Don’t let Elizabeth into the conference!
Fill the hallway with all the children’s books she’d love to buy and have the authors sign, but don’t let her have any money, and – now this is the important part – make sure that during the 6 hour class that Elizabeth must attend while her favorite authors are across the hall is just loud enough so that during the day she can just barely, at the edge of her perceptions, here loud laughter and other sounds of merriment.
This actually happened to me Saturday. I had to attend my last management class, it was just deadly important for me to do so. But right across the hall from my management class was a symposium on children’s lit with some of my favorite authors. It was pure torture. I worshiped Koingsberg as a kid – I must have read _The_Mixed- Up_Files_of_Mrs._Basil_E._Frankwiler as well as _Jennifer,_Hecate,_MacBeth,_William_McKinley_and_Me,_Elizabeth, about 500 times at least. And she was right across the hall from me all Saturday. And I couldn’t go.

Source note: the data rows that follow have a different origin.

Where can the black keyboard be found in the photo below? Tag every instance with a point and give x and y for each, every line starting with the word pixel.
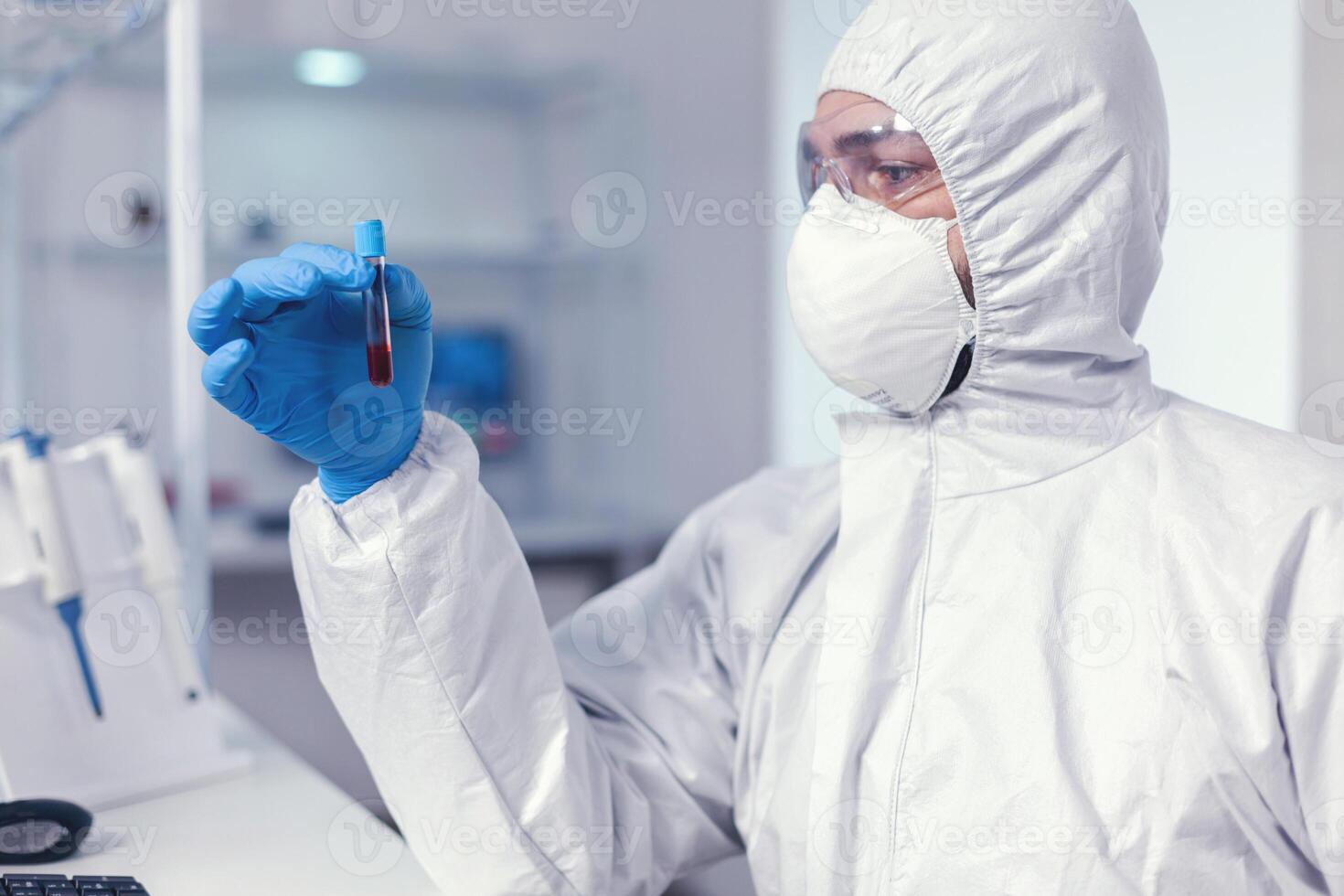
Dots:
pixel 77 885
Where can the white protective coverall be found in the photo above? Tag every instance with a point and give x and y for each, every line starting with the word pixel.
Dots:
pixel 1066 635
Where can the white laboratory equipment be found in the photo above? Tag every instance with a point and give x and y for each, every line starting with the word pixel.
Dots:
pixel 125 715
pixel 43 540
pixel 148 541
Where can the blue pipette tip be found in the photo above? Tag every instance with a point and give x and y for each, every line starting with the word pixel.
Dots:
pixel 70 612
pixel 35 443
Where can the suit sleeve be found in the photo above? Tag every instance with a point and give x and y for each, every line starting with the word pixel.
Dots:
pixel 1307 658
pixel 593 759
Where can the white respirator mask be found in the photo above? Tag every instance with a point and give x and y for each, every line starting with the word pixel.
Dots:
pixel 877 301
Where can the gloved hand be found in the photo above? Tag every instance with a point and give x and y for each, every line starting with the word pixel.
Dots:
pixel 285 338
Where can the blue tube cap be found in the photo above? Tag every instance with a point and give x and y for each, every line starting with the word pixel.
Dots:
pixel 368 240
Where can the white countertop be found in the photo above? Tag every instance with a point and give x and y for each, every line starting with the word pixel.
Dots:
pixel 280 827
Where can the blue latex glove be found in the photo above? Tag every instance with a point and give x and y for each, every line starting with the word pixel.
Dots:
pixel 285 338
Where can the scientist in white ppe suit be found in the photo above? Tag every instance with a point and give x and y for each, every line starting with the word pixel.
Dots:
pixel 1041 629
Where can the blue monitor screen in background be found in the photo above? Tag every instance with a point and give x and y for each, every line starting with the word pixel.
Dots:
pixel 472 382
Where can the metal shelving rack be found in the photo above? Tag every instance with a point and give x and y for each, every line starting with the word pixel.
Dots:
pixel 42 48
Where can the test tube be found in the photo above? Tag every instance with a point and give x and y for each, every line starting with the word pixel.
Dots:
pixel 378 328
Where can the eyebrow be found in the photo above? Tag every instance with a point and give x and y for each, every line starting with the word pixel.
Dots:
pixel 869 137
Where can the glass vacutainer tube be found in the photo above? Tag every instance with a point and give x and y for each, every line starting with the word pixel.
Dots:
pixel 378 328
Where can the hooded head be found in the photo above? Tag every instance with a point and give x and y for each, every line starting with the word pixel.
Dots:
pixel 1047 121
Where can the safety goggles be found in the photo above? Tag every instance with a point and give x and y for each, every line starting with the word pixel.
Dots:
pixel 869 151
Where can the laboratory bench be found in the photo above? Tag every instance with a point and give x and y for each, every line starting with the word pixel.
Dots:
pixel 276 827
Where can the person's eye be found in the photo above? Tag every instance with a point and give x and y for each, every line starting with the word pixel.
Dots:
pixel 897 175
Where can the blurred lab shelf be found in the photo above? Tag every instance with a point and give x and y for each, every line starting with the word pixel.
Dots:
pixel 48 42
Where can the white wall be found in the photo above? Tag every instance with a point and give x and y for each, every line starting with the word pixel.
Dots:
pixel 1223 323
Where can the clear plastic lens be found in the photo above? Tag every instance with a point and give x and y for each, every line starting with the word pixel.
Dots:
pixel 866 151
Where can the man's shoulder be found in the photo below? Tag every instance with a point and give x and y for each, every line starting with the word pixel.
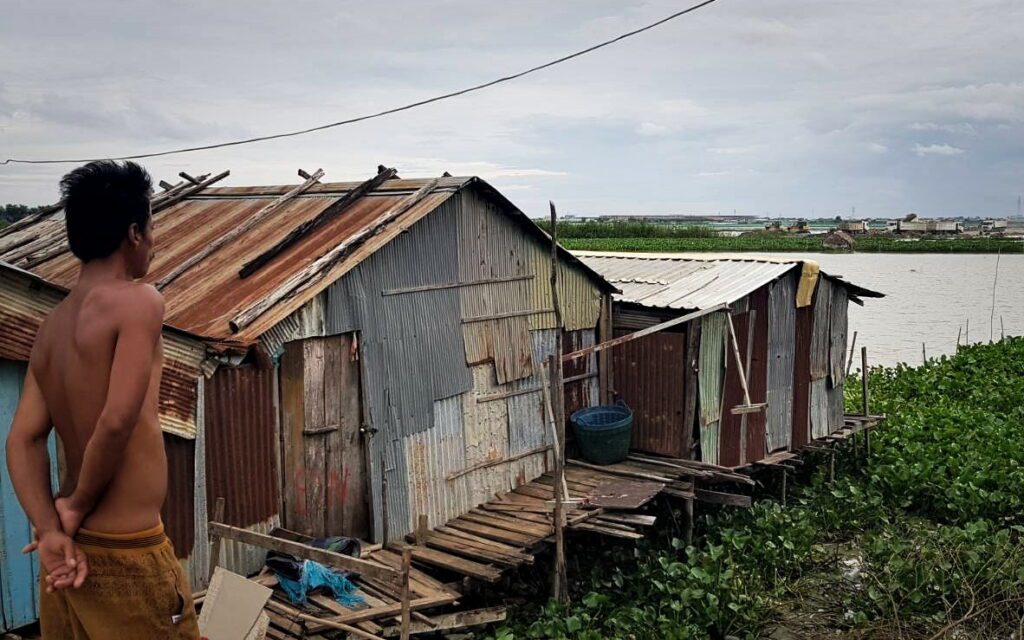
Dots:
pixel 133 303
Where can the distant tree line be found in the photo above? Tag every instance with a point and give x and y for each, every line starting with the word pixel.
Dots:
pixel 628 229
pixel 12 213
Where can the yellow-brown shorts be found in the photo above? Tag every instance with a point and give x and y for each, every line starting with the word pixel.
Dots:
pixel 135 591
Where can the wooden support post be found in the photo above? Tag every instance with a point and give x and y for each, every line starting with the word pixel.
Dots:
pixel 865 400
pixel 422 529
pixel 559 589
pixel 218 516
pixel 407 565
pixel 689 520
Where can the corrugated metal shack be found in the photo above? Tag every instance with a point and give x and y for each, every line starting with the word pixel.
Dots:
pixel 346 355
pixel 791 329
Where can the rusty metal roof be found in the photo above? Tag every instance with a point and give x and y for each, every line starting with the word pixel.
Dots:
pixel 206 297
pixel 691 282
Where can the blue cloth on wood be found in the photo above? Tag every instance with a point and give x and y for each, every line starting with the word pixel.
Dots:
pixel 314 576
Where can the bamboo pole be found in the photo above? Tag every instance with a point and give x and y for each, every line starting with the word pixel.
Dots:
pixel 407 566
pixel 559 589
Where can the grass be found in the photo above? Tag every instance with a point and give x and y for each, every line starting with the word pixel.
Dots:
pixel 924 539
pixel 792 244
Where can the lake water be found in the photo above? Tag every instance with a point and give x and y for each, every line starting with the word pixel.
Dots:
pixel 929 298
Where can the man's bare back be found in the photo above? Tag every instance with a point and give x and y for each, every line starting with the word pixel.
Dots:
pixel 73 363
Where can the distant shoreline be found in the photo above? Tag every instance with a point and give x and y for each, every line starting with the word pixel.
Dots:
pixel 795 244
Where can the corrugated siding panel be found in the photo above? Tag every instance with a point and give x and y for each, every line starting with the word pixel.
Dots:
pixel 819 409
pixel 781 349
pixel 733 427
pixel 649 377
pixel 820 335
pixel 178 511
pixel 712 377
pixel 583 392
pixel 242 434
pixel 492 245
pixel 758 376
pixel 802 378
pixel 835 408
pixel 838 331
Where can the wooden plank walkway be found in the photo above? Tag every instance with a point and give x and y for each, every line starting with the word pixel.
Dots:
pixel 484 543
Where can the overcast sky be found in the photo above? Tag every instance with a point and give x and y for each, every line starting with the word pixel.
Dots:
pixel 780 108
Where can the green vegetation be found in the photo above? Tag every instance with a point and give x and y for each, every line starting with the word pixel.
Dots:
pixel 792 243
pixel 923 539
pixel 670 239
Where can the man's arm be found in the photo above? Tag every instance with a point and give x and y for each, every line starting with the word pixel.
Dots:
pixel 139 323
pixel 29 464
pixel 29 461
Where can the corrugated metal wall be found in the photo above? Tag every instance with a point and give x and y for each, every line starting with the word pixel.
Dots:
pixel 732 449
pixel 781 349
pixel 837 355
pixel 758 376
pixel 649 377
pixel 802 378
pixel 712 377
pixel 424 314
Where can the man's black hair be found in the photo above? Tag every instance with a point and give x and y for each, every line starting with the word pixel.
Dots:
pixel 101 201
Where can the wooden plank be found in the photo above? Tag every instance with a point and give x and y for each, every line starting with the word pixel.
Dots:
pixel 485 542
pixel 630 518
pixel 597 528
pixel 353 565
pixel 493 534
pixel 455 563
pixel 314 442
pixel 472 283
pixel 293 475
pixel 455 622
pixel 719 498
pixel 458 547
pixel 323 265
pixel 334 210
pixel 643 332
pixel 494 463
pixel 237 231
pixel 508 524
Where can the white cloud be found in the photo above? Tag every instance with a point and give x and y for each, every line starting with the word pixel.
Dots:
pixel 936 150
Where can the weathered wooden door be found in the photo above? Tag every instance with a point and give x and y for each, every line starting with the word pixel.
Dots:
pixel 18 572
pixel 323 454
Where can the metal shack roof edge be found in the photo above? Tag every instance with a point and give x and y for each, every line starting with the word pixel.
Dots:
pixel 203 299
pixel 694 281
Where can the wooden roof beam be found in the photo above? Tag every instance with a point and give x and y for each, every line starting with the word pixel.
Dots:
pixel 308 226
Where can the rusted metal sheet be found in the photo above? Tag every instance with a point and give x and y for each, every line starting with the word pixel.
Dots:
pixel 758 376
pixel 820 335
pixel 733 428
pixel 802 378
pixel 649 378
pixel 781 348
pixel 177 513
pixel 835 407
pixel 837 335
pixel 683 281
pixel 241 425
pixel 819 409
pixel 712 377
pixel 492 244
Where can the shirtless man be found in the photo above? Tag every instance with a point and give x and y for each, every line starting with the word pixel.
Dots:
pixel 108 569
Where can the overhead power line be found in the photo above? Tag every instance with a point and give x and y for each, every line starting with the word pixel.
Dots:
pixel 388 112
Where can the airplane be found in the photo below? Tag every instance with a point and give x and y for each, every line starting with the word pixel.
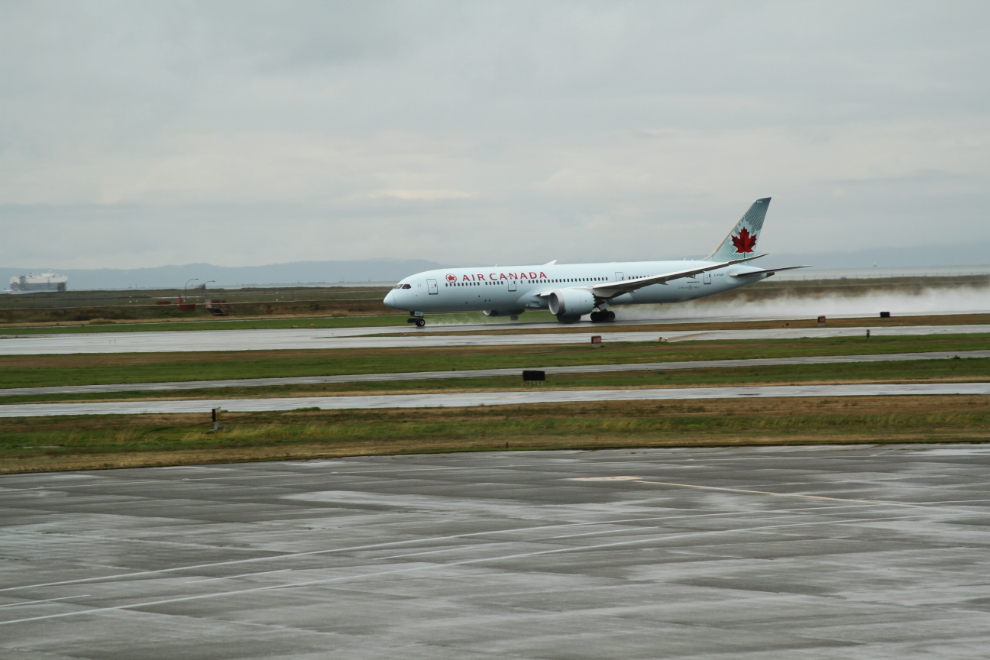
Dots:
pixel 571 291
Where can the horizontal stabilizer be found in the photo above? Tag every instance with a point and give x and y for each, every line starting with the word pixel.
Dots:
pixel 767 271
pixel 613 289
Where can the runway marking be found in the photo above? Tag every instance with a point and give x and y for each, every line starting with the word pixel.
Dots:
pixel 760 492
pixel 464 562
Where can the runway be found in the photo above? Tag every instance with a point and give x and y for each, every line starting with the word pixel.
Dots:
pixel 470 399
pixel 400 337
pixel 484 373
pixel 771 553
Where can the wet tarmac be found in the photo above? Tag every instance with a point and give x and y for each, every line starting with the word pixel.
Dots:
pixel 772 553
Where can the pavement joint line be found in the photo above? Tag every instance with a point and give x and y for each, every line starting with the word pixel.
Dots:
pixel 814 497
pixel 38 602
pixel 294 555
pixel 377 574
pixel 375 546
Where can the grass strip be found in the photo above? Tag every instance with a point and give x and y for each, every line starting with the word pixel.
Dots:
pixel 946 370
pixel 93 442
pixel 57 370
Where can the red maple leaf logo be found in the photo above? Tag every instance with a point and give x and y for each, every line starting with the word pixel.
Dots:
pixel 744 242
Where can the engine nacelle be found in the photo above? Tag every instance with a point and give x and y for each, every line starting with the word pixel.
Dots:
pixel 571 304
pixel 504 312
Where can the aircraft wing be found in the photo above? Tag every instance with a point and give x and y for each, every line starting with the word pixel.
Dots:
pixel 768 271
pixel 613 289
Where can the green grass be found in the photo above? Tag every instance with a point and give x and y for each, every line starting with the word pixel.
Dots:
pixel 127 441
pixel 968 368
pixel 266 323
pixel 44 371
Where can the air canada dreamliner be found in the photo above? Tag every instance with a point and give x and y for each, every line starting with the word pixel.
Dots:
pixel 571 291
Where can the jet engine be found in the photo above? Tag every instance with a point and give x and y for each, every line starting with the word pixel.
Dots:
pixel 569 305
pixel 504 312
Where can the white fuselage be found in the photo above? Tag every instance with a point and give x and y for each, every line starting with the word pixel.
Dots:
pixel 512 289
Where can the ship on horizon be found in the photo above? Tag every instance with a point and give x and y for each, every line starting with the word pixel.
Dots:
pixel 43 282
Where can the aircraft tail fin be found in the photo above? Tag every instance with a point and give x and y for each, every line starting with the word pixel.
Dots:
pixel 741 241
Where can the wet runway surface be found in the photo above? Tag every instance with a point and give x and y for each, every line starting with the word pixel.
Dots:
pixel 838 552
pixel 308 338
pixel 471 399
pixel 486 373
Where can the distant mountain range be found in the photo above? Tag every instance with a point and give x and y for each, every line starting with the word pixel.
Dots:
pixel 969 254
pixel 351 272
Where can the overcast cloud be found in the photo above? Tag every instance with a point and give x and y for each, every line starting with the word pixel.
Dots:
pixel 148 133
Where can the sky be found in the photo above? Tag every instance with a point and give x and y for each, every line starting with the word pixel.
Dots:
pixel 136 134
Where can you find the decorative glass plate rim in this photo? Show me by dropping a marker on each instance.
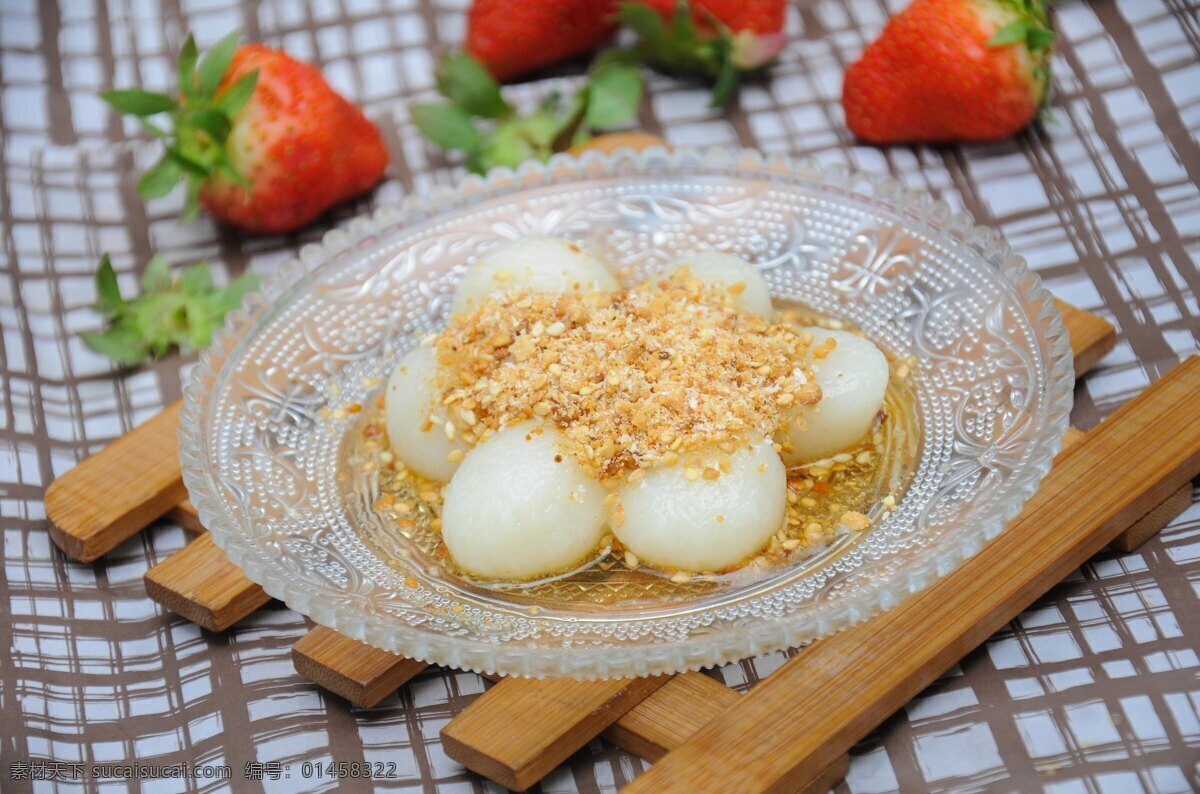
(702, 649)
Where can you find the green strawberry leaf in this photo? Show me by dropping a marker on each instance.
(216, 62)
(684, 35)
(119, 343)
(196, 280)
(214, 122)
(1039, 37)
(160, 180)
(169, 313)
(727, 74)
(156, 277)
(235, 97)
(192, 203)
(447, 125)
(187, 58)
(138, 102)
(468, 84)
(613, 96)
(1011, 34)
(186, 161)
(507, 145)
(108, 292)
(201, 121)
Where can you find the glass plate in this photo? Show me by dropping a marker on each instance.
(264, 428)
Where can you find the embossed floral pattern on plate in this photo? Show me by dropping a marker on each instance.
(993, 379)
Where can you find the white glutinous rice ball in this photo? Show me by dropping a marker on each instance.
(852, 380)
(520, 506)
(411, 401)
(537, 264)
(701, 524)
(726, 270)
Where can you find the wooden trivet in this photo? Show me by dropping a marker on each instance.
(646, 716)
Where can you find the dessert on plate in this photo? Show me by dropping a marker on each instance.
(682, 425)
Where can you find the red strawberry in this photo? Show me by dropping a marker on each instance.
(717, 38)
(952, 70)
(756, 16)
(261, 139)
(511, 37)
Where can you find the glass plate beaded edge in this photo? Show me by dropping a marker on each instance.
(994, 382)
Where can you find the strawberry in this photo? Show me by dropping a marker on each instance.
(262, 142)
(511, 37)
(715, 38)
(754, 16)
(952, 70)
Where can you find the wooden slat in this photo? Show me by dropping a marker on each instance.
(360, 673)
(184, 513)
(199, 583)
(120, 489)
(1091, 336)
(1150, 524)
(558, 717)
(670, 715)
(843, 686)
(1153, 522)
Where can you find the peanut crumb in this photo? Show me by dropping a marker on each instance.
(634, 379)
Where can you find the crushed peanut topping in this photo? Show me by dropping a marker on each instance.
(634, 379)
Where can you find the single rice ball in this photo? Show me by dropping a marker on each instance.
(411, 401)
(676, 517)
(853, 379)
(538, 264)
(521, 506)
(726, 270)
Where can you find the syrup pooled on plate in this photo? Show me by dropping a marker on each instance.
(600, 446)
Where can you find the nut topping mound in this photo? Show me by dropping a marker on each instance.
(634, 379)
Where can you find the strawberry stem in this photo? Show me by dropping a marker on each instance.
(201, 121)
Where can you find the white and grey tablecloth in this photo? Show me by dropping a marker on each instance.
(1095, 689)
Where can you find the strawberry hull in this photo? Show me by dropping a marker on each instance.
(948, 71)
(301, 146)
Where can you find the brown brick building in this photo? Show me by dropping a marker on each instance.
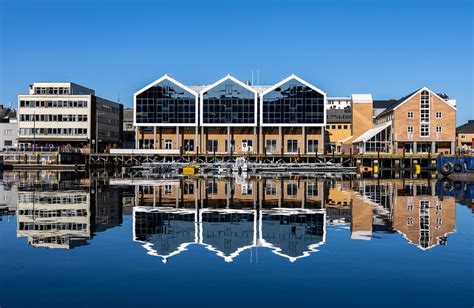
(421, 122)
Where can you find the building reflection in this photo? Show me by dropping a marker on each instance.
(409, 207)
(230, 216)
(288, 216)
(61, 210)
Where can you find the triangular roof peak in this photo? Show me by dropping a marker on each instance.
(293, 77)
(228, 77)
(404, 99)
(170, 79)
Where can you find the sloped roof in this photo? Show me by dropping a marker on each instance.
(339, 115)
(383, 104)
(402, 100)
(467, 128)
(396, 103)
(372, 132)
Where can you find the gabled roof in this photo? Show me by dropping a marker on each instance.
(467, 128)
(228, 77)
(396, 103)
(292, 77)
(372, 132)
(402, 100)
(170, 79)
(383, 103)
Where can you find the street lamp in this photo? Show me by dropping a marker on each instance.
(97, 131)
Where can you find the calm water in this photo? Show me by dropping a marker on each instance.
(71, 241)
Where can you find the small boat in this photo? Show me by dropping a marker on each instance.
(460, 167)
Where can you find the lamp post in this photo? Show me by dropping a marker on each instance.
(97, 131)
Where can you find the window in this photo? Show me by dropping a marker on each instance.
(168, 144)
(188, 188)
(211, 188)
(168, 190)
(228, 102)
(188, 144)
(425, 114)
(292, 146)
(312, 189)
(291, 189)
(270, 146)
(212, 145)
(424, 130)
(312, 146)
(165, 102)
(270, 189)
(247, 145)
(293, 102)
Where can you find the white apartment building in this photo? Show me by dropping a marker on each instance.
(66, 115)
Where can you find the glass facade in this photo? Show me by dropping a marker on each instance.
(228, 103)
(166, 103)
(293, 103)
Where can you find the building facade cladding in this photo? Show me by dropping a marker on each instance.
(231, 121)
(8, 134)
(293, 102)
(423, 123)
(229, 102)
(58, 120)
(165, 103)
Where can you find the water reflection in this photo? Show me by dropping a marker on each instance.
(289, 216)
(61, 210)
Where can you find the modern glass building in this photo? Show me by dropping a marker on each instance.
(229, 102)
(230, 117)
(292, 102)
(166, 102)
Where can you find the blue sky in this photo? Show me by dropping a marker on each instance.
(387, 48)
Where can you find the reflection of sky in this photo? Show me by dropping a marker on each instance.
(115, 265)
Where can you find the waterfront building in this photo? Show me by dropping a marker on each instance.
(338, 128)
(231, 117)
(289, 118)
(128, 134)
(465, 136)
(420, 122)
(8, 128)
(338, 102)
(67, 115)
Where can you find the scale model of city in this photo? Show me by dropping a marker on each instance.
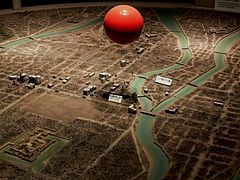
(76, 105)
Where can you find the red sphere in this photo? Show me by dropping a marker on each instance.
(123, 24)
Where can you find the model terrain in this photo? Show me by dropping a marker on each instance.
(73, 104)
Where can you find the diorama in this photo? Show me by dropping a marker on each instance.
(120, 90)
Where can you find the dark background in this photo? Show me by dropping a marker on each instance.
(5, 4)
(41, 2)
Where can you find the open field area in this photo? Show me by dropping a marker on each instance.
(57, 118)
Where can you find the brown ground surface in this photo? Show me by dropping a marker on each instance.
(62, 108)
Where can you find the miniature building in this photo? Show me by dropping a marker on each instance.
(36, 79)
(12, 77)
(91, 74)
(116, 85)
(113, 88)
(139, 50)
(50, 85)
(64, 81)
(104, 75)
(89, 89)
(123, 63)
(132, 109)
(23, 77)
(150, 35)
(163, 80)
(219, 104)
(171, 111)
(145, 90)
(31, 85)
(68, 78)
(115, 98)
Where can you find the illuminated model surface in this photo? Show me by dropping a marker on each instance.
(174, 103)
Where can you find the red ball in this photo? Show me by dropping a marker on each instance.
(123, 24)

This pretty much cements my opinion that studying Library Science in Boston is like studying Art in Rome. I mean, when you’re in the middle of everything, you’re just going to miss some things, no matter how hard you try to learn it all it just won’t fit in your head. And yes, the management class was really that important. It was taught by a professor who has written for Library Journal most all of his career and is just considered to be the best at what he does. Saturday, he was teaching us how to get good jobs. So I had to go. Not to mention the fact that I paid $3,000 for that course and it only met 6 times. That averages out to $500 a class – about the cost of getting into the children’s conference across the hall, by the way.
So if I had paid the entrance fee and skipped the class that day, it would have cost me an even grand to be in the same room as Koingsberg. Worth it? Probably. But having cut back to just one part time job, I no longer have the cash.
Other than that, not a lot has happened. We had a “heat wave” here in Boston last week where a couple of days had temps up in the mid nineties, and everyone laid about whining the way I did back in February when I thought I was going to freeze to death.
I have once again entered finals week for my classes. Thursday I woke up so tense in the morning that I had muscle spasms in my back – painful but not as bad as the migraines I can sometimes work myself into. I have resolved not to date anyone again until I’m out of grad school chiefly because of how neurotic I get around finals week every semester. During finals week last Spring I got so worked up I thought my boyfriend at the time loved his computer more than me. Of course, it turned out that I was right about that, but you can see how worried I get over finals can affect my thinking. My mother always wanted me to be a lawyer, but I can assure you that the stress of such a job would kill me, after observing my behavior through graduate school finals.
Golly, next December will be my final finals. That’ll be nice.